“In the introductive essay to the collective volume entitled Radical Orthodoxy, the three editors of the volume, J. Milbank, C. Pickstock, G. Ward, observe that "the great Christian critics of the Enlightenment (...) in different ways saw that what secularity had most ruined and actually denied were the very things it apparently celebrated: embodied life, self-expression, sexuality, aesthetic experience, human political community. Their contention, taken up in this volume, was that only trascendence, which suspends these things in the sense of interrumpting them, suspends them also in the other sense of upholding their relative worth over – against the void". On the other hand, having recognized that "the Enlightenment was in effect a critique of decadent early modern Christianity", but also, "following the great English literary visionaries William Shakespeare and Thomas Nashe", that the abuses and errors of that decadency were "the result of a refusal of true Christianity", Radical Orthodoxy tries to "articulate a more incarnate, more participatory, more aesthetic, more erotic, more socialized, even more Platonic Christianity". Taking a theological outlook centered around the concept of "participation", they emphasize again the value of tradition and the articulated unity of "fides et ratio", but in the sense that it is "fides" what can save "ratio", and it is theology what can rescue philosophy and intellectual life from the shallow lands. Only this return to tradition ("to credal Christianity and the exemplarity of its patristic matrix"), after all, can adequately offer a true alternative to the "soulless, aggressive, nonchalant and nihilistic materialism" where the ideals of modernity have ended. This is the way this is expressed by these three authors:
The theological perspective of participation actually saves the
appearances by exceeding them. It recognizes that materialism and spiritualism
are false alternatives, since if there is only finite matter there is not even
that, and that for phenomena really to be there they must be more than there.
Hence, by appealing to an eternal source for bodies, their art, language, sexual
and political union, one is not ethereally taking leave of their density. On the
contrary, one is insisting that behind this density resides an even greater
density – beyond all contrasts of density and lightness (as beyond all contrasts
of definition and limitlessness). This is to say that all there is only is
because it is more than it is. (...) [From Radical Orthodoxy Reader]

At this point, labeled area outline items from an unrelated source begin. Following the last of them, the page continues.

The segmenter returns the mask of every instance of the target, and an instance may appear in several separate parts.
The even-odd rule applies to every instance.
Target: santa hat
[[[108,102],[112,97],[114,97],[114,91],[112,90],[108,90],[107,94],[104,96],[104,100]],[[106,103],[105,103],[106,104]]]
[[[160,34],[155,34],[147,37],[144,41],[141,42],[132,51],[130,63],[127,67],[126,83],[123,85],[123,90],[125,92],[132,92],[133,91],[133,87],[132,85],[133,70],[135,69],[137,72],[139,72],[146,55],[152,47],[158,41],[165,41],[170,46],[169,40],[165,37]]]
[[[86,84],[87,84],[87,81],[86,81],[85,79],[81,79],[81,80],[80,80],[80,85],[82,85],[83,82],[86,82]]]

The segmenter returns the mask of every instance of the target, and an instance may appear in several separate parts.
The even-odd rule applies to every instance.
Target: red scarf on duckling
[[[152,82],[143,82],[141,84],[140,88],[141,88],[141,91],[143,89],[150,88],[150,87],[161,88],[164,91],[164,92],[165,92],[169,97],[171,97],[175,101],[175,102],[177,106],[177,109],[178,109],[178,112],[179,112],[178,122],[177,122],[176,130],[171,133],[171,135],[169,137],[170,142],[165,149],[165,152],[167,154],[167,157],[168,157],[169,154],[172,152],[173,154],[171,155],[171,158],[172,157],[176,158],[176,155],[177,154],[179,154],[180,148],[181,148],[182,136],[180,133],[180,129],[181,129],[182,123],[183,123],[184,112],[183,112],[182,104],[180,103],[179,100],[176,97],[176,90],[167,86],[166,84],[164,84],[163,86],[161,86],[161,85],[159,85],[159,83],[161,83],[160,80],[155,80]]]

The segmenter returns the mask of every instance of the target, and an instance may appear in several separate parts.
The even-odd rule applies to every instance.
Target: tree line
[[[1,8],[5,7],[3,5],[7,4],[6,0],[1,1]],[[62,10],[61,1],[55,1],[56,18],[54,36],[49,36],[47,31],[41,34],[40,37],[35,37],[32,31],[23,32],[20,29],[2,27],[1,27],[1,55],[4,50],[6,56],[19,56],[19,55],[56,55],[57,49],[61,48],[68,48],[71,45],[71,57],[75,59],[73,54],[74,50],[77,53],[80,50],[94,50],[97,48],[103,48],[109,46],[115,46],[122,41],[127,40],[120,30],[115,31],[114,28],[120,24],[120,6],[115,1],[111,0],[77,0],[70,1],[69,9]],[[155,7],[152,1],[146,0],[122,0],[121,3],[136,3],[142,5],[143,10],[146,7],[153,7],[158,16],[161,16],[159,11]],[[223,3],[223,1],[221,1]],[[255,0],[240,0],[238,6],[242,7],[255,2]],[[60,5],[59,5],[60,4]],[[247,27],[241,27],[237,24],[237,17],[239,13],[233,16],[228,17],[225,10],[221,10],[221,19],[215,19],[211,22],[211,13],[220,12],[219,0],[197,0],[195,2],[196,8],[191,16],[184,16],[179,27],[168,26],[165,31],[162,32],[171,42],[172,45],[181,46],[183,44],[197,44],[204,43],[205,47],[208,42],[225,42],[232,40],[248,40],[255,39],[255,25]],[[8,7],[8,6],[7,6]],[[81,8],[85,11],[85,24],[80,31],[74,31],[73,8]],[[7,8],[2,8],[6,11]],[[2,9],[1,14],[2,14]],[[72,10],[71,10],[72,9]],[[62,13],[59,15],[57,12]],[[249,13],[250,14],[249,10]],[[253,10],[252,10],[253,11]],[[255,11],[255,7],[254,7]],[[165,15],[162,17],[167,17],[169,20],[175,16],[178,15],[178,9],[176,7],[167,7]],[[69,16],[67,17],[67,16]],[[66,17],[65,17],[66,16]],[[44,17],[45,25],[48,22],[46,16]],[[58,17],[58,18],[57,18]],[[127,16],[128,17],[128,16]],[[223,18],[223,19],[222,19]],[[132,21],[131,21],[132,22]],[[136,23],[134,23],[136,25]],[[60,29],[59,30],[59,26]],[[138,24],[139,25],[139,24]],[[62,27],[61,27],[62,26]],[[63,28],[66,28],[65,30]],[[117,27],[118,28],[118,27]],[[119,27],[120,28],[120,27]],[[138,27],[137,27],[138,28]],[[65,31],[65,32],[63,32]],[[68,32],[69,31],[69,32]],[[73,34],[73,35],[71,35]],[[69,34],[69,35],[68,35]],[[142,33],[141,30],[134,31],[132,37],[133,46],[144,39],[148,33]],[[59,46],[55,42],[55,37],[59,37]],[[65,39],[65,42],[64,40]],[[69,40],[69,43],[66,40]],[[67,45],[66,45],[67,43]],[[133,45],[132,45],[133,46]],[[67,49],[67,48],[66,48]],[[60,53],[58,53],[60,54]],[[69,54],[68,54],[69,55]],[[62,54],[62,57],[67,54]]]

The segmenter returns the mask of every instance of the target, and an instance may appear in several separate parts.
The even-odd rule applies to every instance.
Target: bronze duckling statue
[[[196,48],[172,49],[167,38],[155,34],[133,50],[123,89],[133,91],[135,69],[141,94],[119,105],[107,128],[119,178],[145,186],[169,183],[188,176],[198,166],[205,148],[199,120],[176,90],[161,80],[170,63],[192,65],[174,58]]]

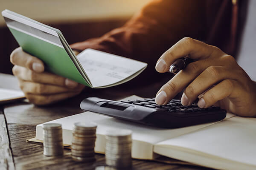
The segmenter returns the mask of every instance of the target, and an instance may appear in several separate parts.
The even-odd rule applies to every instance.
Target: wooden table
[[[73,161],[68,150],[64,150],[63,157],[46,157],[43,154],[42,145],[28,143],[26,139],[35,137],[38,124],[82,112],[79,104],[84,98],[98,96],[117,100],[133,94],[150,97],[163,83],[132,88],[134,83],[103,89],[88,88],[78,96],[47,106],[38,107],[24,101],[0,105],[0,170],[92,169],[90,165]],[[17,80],[0,74],[0,88],[3,87],[18,89]],[[104,163],[104,155],[97,154],[96,158],[96,164]],[[133,160],[133,165],[135,170],[209,169],[136,159]]]

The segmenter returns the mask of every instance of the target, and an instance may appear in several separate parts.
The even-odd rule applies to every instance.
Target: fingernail
[[[74,88],[77,86],[78,83],[69,79],[66,79],[65,85],[69,88]]]
[[[155,99],[155,102],[158,105],[163,105],[166,100],[167,95],[164,91],[161,91]]]
[[[186,96],[186,94],[185,94],[185,93],[183,93],[182,96],[181,96],[180,101],[181,102],[181,104],[183,106],[187,106],[188,105],[189,99],[188,99],[188,97]]]
[[[158,72],[163,72],[165,70],[167,65],[166,62],[161,59],[157,63],[156,70]]]
[[[202,98],[199,99],[198,102],[198,106],[200,108],[204,108],[205,107],[205,101],[204,98]]]
[[[32,65],[32,68],[35,72],[41,72],[44,71],[44,66],[41,64],[34,62]]]

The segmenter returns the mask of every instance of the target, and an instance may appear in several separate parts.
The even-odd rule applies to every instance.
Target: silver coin
[[[43,130],[43,133],[49,133],[49,134],[58,134],[58,133],[62,133],[62,130],[61,129],[55,129],[54,130]]]
[[[45,138],[49,139],[62,139],[62,134],[56,134],[56,135],[52,135],[49,133],[44,133],[43,134],[43,137]]]
[[[81,161],[86,162],[95,162],[96,160],[96,159],[94,157],[80,157],[79,156],[76,156],[73,155],[71,155],[71,157],[72,159],[75,161]]]
[[[74,124],[74,125],[76,127],[81,129],[97,128],[97,124],[92,122],[77,122]]]
[[[72,144],[71,146],[72,149],[76,150],[89,150],[90,149],[94,149],[95,144],[90,144],[88,145],[78,145],[76,144]]]
[[[47,148],[44,148],[44,154],[47,156],[55,156],[63,155],[63,149],[53,150]]]
[[[73,134],[76,133],[81,135],[93,135],[96,133],[96,129],[93,130],[79,130],[77,129],[73,129],[72,130],[72,133]]]
[[[84,153],[79,153],[76,152],[71,152],[71,155],[79,157],[88,157],[95,156],[95,153],[94,152]]]
[[[73,133],[73,136],[78,137],[82,138],[89,138],[91,137],[96,137],[96,134],[94,133],[91,134],[81,134],[81,133]]]
[[[131,166],[131,159],[126,161],[113,160],[106,159],[106,164],[108,165],[119,167],[128,167]]]
[[[45,123],[43,125],[43,129],[61,129],[61,124],[60,124],[59,123]]]
[[[110,143],[108,142],[106,142],[106,146],[109,147],[131,147],[132,144],[131,143]]]
[[[61,144],[44,144],[44,147],[49,148],[58,148],[63,147],[63,145],[61,143]]]
[[[85,141],[85,140],[96,140],[96,136],[88,136],[87,137],[82,137],[80,136],[77,136],[73,135],[73,139],[78,141]]]
[[[44,138],[43,141],[44,142],[54,143],[62,142],[62,138]]]
[[[131,136],[132,133],[131,130],[128,129],[111,130],[106,132],[106,136],[110,137],[125,138]]]

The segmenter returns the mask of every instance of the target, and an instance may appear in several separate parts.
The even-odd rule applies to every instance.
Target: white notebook
[[[83,120],[98,124],[97,153],[105,152],[106,131],[122,128],[133,131],[134,158],[154,159],[162,155],[214,168],[256,169],[256,118],[227,113],[218,122],[168,129],[87,112],[49,122],[62,124],[64,143],[70,144],[73,123]],[[42,125],[37,126],[37,140],[43,140]]]
[[[25,99],[25,95],[21,91],[0,88],[0,103]]]

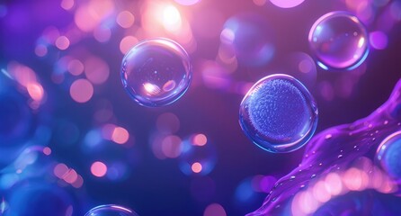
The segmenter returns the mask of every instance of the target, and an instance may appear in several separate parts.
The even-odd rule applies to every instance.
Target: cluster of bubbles
[[[200,1],[176,0],[176,2],[183,5],[192,5]],[[263,4],[265,1],[254,0],[254,2],[257,4]],[[304,0],[271,0],[272,4],[281,8],[295,7],[303,2]],[[151,4],[151,3],[148,4]],[[149,5],[147,8],[152,7]],[[56,52],[53,52],[55,49],[67,50],[89,33],[102,43],[111,39],[111,28],[107,24],[107,20],[115,14],[113,12],[116,5],[112,1],[105,0],[102,6],[97,5],[94,1],[87,1],[78,6],[74,1],[63,0],[61,7],[68,12],[76,11],[74,20],[76,26],[72,30],[66,31],[64,35],[57,29],[47,29],[46,34],[37,41],[35,54],[38,57],[47,57],[48,60],[51,60],[51,57],[58,56]],[[399,11],[399,5],[398,7],[396,5],[394,8],[393,11]],[[0,16],[4,16],[5,9],[2,5],[0,5]],[[92,14],[98,15],[92,16],[88,12],[94,12]],[[160,107],[176,102],[187,92],[193,78],[192,62],[190,60],[188,53],[193,52],[197,44],[192,38],[188,21],[172,5],[165,5],[161,12],[165,20],[157,21],[161,22],[158,24],[163,27],[165,35],[174,36],[180,41],[186,40],[182,42],[183,46],[164,38],[138,42],[138,38],[130,35],[125,36],[120,44],[121,53],[125,54],[120,68],[123,87],[135,102],[147,107]],[[147,14],[154,14],[155,13]],[[154,28],[153,22],[147,19],[147,16],[144,16],[143,19],[143,25],[146,26],[144,28],[157,29]],[[129,11],[116,14],[116,22],[123,29],[134,26],[135,21],[136,17]],[[220,33],[221,44],[218,49],[220,63],[232,67],[228,70],[235,70],[237,65],[250,68],[266,66],[272,60],[276,49],[273,43],[274,39],[267,26],[268,24],[263,22],[263,17],[254,14],[245,14],[229,18],[224,23]],[[183,30],[183,32],[179,32],[179,29]],[[352,70],[358,68],[368,56],[369,43],[370,42],[375,49],[383,49],[387,45],[386,40],[386,34],[381,32],[368,35],[362,22],[357,16],[347,12],[331,12],[323,15],[313,24],[308,37],[309,46],[316,58],[316,64],[324,69],[334,71]],[[135,46],[132,47],[134,44]],[[54,47],[50,45],[54,45]],[[129,49],[130,47],[132,48]],[[188,50],[188,52],[183,47]],[[307,55],[307,57],[309,58]],[[304,56],[302,59],[307,58]],[[316,68],[313,68],[315,65],[310,66],[310,59],[307,58],[307,60],[299,62],[299,68],[301,72],[314,71],[316,73]],[[205,65],[210,66],[210,64]],[[15,69],[15,67],[18,69]],[[213,65],[213,67],[221,66]],[[7,207],[10,207],[13,208],[13,213],[21,215],[30,215],[31,212],[40,215],[73,215],[81,211],[75,208],[77,205],[76,203],[76,196],[80,194],[66,192],[62,188],[81,187],[84,181],[82,176],[65,164],[46,158],[51,154],[50,148],[44,147],[50,140],[49,129],[43,125],[32,126],[36,122],[40,122],[38,120],[40,116],[37,111],[46,100],[46,92],[31,68],[17,63],[11,64],[9,68],[8,71],[2,69],[0,74],[0,145],[2,146],[0,153],[4,156],[0,158],[0,167],[2,168],[0,169],[0,192],[7,192],[7,202],[3,201],[0,203],[0,213],[8,213],[5,211],[7,211]],[[24,71],[25,75],[30,75],[26,76],[29,78],[23,79],[22,78],[23,76],[22,76],[14,71]],[[69,73],[67,76],[66,71]],[[51,78],[56,84],[63,84],[64,86],[61,85],[62,88],[68,89],[69,95],[75,102],[84,104],[90,101],[97,90],[94,86],[103,84],[109,78],[109,65],[98,57],[93,55],[84,55],[82,58],[65,56],[55,64]],[[66,85],[68,86],[66,87]],[[394,101],[397,100],[393,98],[392,102]],[[394,115],[393,111],[388,112]],[[104,148],[103,149],[97,147],[107,146],[103,145],[104,143],[129,146],[132,137],[125,128],[106,123],[108,121],[112,122],[113,116],[111,114],[106,118],[104,113],[102,112],[98,115],[99,119],[102,118],[99,122],[104,124],[87,131],[83,141],[83,148],[86,148],[85,149],[89,149],[88,151],[93,148],[98,150],[97,152],[91,151],[92,158],[88,157],[91,159],[90,169],[94,176],[107,176],[110,180],[123,180],[128,176],[129,169],[128,166],[131,166],[131,165],[124,163],[120,158],[119,160],[112,157],[107,158],[107,153],[111,152],[111,149],[114,149],[116,146],[108,145],[111,148]],[[379,116],[377,119],[373,117],[370,122],[377,123],[383,121],[382,116]],[[393,120],[385,120],[383,124],[394,125],[397,118],[398,116],[394,117]],[[317,119],[317,106],[307,87],[298,79],[282,74],[268,76],[257,81],[247,91],[239,106],[239,123],[244,133],[255,145],[272,153],[290,152],[304,146],[314,135]],[[59,130],[56,128],[53,134],[56,137],[58,136],[58,130],[61,133],[66,133],[59,135],[60,143],[70,145],[76,142],[79,137],[77,127],[68,122],[60,125],[62,128]],[[373,131],[373,129],[379,127],[379,123],[373,126],[370,125],[371,124],[366,126],[369,128],[367,129],[369,131]],[[357,126],[359,127],[359,125]],[[359,136],[352,137],[350,139],[352,140],[344,140],[352,144],[354,144],[353,140],[363,140],[368,143],[368,147],[352,145],[357,152],[361,152],[358,155],[366,154],[370,147],[374,146],[390,131],[389,126],[386,126],[388,129],[385,128],[382,130],[378,129],[376,130],[378,132],[374,131],[376,135],[371,135],[373,140],[370,140],[370,138],[366,138],[365,133],[361,134],[360,130],[354,127],[356,126],[350,126],[348,130],[351,131],[347,130],[349,132],[347,135],[353,136],[355,132]],[[330,131],[332,130],[336,130],[333,129]],[[331,153],[331,151],[321,147],[323,144],[320,145],[320,143],[324,142],[322,140],[330,140],[333,144],[333,140],[335,140],[337,135],[343,134],[342,132],[337,134],[334,132],[324,133],[324,135],[317,135],[315,140],[312,140],[310,145],[312,147],[307,149],[306,158],[314,159],[303,161],[303,166],[300,166],[302,169],[297,170],[300,174],[292,176],[293,173],[297,173],[294,171],[291,176],[279,181],[279,184],[271,192],[270,198],[264,203],[267,206],[267,211],[263,209],[260,212],[265,213],[271,211],[270,206],[273,205],[271,204],[272,202],[284,200],[284,198],[279,199],[274,196],[275,194],[278,194],[277,191],[281,192],[277,188],[281,186],[282,188],[283,184],[291,182],[290,186],[297,188],[289,190],[289,193],[283,193],[281,196],[285,197],[290,193],[299,190],[299,188],[305,187],[305,184],[309,178],[315,178],[319,173],[331,170],[332,166],[325,167],[330,164],[330,158],[322,159],[318,156],[321,152]],[[401,164],[397,160],[398,156],[401,155],[400,140],[399,131],[392,133],[384,139],[376,154],[379,166],[398,183],[401,181]],[[27,146],[31,146],[31,142],[40,142],[44,146],[26,148]],[[203,134],[192,134],[183,140],[168,134],[162,139],[161,143],[161,148],[166,149],[164,156],[177,158],[179,167],[185,175],[204,176],[209,175],[216,165],[216,149]],[[313,143],[316,143],[315,146],[318,146],[318,148],[316,147],[318,150],[314,148]],[[326,146],[333,147],[333,145]],[[125,148],[121,148],[118,150],[122,151]],[[346,161],[353,160],[355,157],[350,153],[347,158],[347,150],[339,149],[335,158],[338,159],[346,158]],[[20,157],[18,158],[18,156]],[[309,156],[310,158],[308,158]],[[96,158],[105,158],[106,161],[96,160]],[[41,159],[49,161],[35,164]],[[322,160],[318,163],[322,166],[321,168],[306,167],[314,164],[312,162],[317,159]],[[11,166],[5,166],[10,164]],[[43,164],[49,166],[41,166]],[[340,164],[336,167],[341,167]],[[49,180],[51,184],[38,177],[46,173],[50,173],[47,178],[51,179]],[[305,180],[304,176],[307,176],[307,180]],[[302,181],[298,179],[302,179]],[[28,180],[30,180],[29,184],[27,184]],[[239,200],[244,196],[244,191],[249,190],[250,182],[244,181],[238,186],[236,194]],[[10,192],[11,189],[12,192]],[[259,188],[257,190],[266,192],[267,189]],[[49,202],[51,204],[49,204]],[[275,203],[277,202],[279,202]],[[23,205],[34,208],[14,208],[14,206]],[[280,209],[276,207],[277,205],[274,205],[274,209]],[[330,205],[323,205],[323,207],[316,212],[325,212],[325,208],[333,208]],[[209,215],[216,212],[220,212],[219,215],[226,214],[222,206],[217,203],[208,206],[205,215],[209,215],[207,212],[209,212]],[[86,216],[102,215],[135,216],[138,214],[128,208],[118,205],[101,205],[86,213]]]

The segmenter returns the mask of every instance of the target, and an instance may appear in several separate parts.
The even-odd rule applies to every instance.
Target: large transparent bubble
[[[122,85],[129,95],[144,106],[175,102],[187,91],[192,76],[187,52],[167,39],[144,40],[122,59]]]
[[[288,75],[268,76],[252,86],[239,109],[245,134],[270,152],[301,148],[317,125],[317,107],[310,93]]]
[[[308,40],[317,64],[325,69],[352,69],[368,55],[368,32],[361,21],[347,12],[331,12],[317,19]]]

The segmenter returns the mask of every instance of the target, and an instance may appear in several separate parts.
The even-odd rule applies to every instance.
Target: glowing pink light
[[[86,103],[94,95],[94,86],[86,79],[77,79],[71,85],[69,94],[77,103]]]
[[[61,50],[65,50],[69,47],[69,40],[66,36],[60,36],[56,40],[56,47]]]
[[[39,57],[44,57],[48,54],[48,48],[45,45],[38,44],[35,47],[35,54]]]
[[[122,11],[117,15],[117,23],[124,29],[128,29],[134,24],[135,17],[129,11]]]
[[[91,57],[85,61],[85,75],[93,84],[100,85],[109,78],[109,65],[102,58]]]
[[[192,145],[194,146],[204,146],[207,142],[208,138],[202,133],[196,134],[192,138]]]
[[[40,84],[37,82],[29,83],[26,86],[28,94],[34,101],[41,101],[44,95],[44,90]]]
[[[114,12],[114,2],[111,0],[91,0],[82,4],[76,11],[74,20],[76,26],[83,32],[93,32],[102,21],[107,19]]]
[[[129,139],[128,130],[121,127],[116,127],[111,135],[111,140],[117,144],[125,144]]]
[[[136,37],[130,35],[126,36],[120,41],[120,51],[122,54],[126,54],[138,42],[138,40]]]
[[[63,180],[68,184],[73,184],[78,178],[78,174],[74,169],[69,169],[67,173],[63,176]]]
[[[68,172],[68,167],[65,164],[58,164],[53,168],[53,174],[59,179],[62,179],[64,175]]]
[[[49,147],[43,148],[43,154],[49,156],[51,154],[51,148]]]
[[[270,0],[272,4],[281,8],[291,8],[301,4],[305,0]]]
[[[75,188],[80,188],[84,184],[84,178],[80,175],[76,177],[76,180],[71,184]]]
[[[107,173],[107,166],[105,164],[96,161],[92,164],[91,172],[96,177],[102,177]]]
[[[202,171],[202,165],[199,162],[195,162],[191,166],[191,169],[193,173],[200,173]]]
[[[330,173],[325,179],[325,190],[332,195],[338,195],[343,192],[343,183],[338,174]]]
[[[74,0],[62,0],[61,1],[61,7],[64,10],[71,10],[74,6]]]

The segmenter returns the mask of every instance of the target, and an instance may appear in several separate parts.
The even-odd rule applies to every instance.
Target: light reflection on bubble
[[[87,79],[77,79],[71,85],[69,94],[77,103],[86,103],[94,95],[94,86]]]
[[[79,5],[74,14],[76,26],[85,32],[93,32],[114,12],[114,2],[102,0],[102,4],[90,0]]]
[[[107,204],[99,205],[91,209],[85,216],[138,216],[138,214],[126,207]]]
[[[107,173],[107,166],[100,161],[95,161],[91,166],[91,173],[96,177],[102,177]]]
[[[352,69],[369,52],[368,33],[358,18],[346,12],[331,12],[315,22],[309,32],[311,50],[325,69]]]
[[[134,24],[135,16],[129,11],[122,11],[117,15],[117,23],[124,29],[128,29]]]
[[[376,50],[384,50],[388,46],[388,39],[383,32],[373,32],[369,34],[370,46]]]
[[[221,46],[232,47],[240,64],[262,67],[274,55],[272,33],[260,15],[238,14],[224,24]]]
[[[152,39],[137,44],[124,56],[120,76],[127,94],[135,102],[157,107],[183,95],[192,77],[192,68],[188,54],[178,43]],[[174,88],[164,87],[171,82],[175,83]]]

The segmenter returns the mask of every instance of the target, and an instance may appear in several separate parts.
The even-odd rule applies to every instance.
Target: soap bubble
[[[401,183],[401,131],[387,137],[379,146],[376,158],[381,167],[396,181]]]
[[[134,211],[114,204],[99,205],[91,209],[85,216],[138,216]]]
[[[252,86],[239,110],[245,135],[270,152],[301,148],[317,125],[317,107],[310,93],[288,75],[265,76]]]
[[[144,106],[175,102],[187,91],[192,76],[187,52],[167,39],[144,40],[122,59],[122,85],[129,96]]]
[[[358,18],[346,12],[331,12],[313,24],[309,45],[324,69],[353,69],[368,56],[368,32]]]

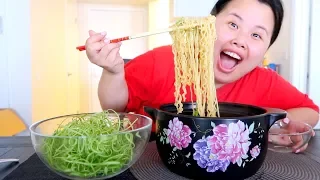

This perspective should in many ways be seen as undercutting some of the contrasts between theological liberals and conservatives. The former tend to validate what they see as the modern embrace of our finitude – as language, and as erotic and aesthetically delighting bodies, and so forth. Conservatives, however, seem still to embrace a sort of nominal ethereal distancing from these realities and a disdain for them. Radical orthodoxy, by contrast, sees the historic root of the celebration of these things in participatory philosophy and incarnational theology, even if it can acknowledge that premodern tradition never took this celebration far enough. The modern apparent embrace of the finite it regards as, on inspection, illusory, since in order to stop the finite vanishing modernity must construe it as a spatial edifice bound by clear laws, rules and lattices. If, on the other hand, following the postmodern options, it embraces the flux of things, this is an empty flux both concealing and revealing an ultimate void. Hence, modernity has oscillated between puritanism (sexual or otherwise) and an entirely perverse eroticism, which is in love with death and therefore wills the death also of the erotic, and does not preserve the erotic as far as an eternal consummation. In a bizarre way, it seems that modernity does not really want what it thinks it wants; but on the other hand, in order to have what it thinks it wants, it would have to recover the theological. Thereby, of course, it would discover also that that which it desires is quite other than it has supposed."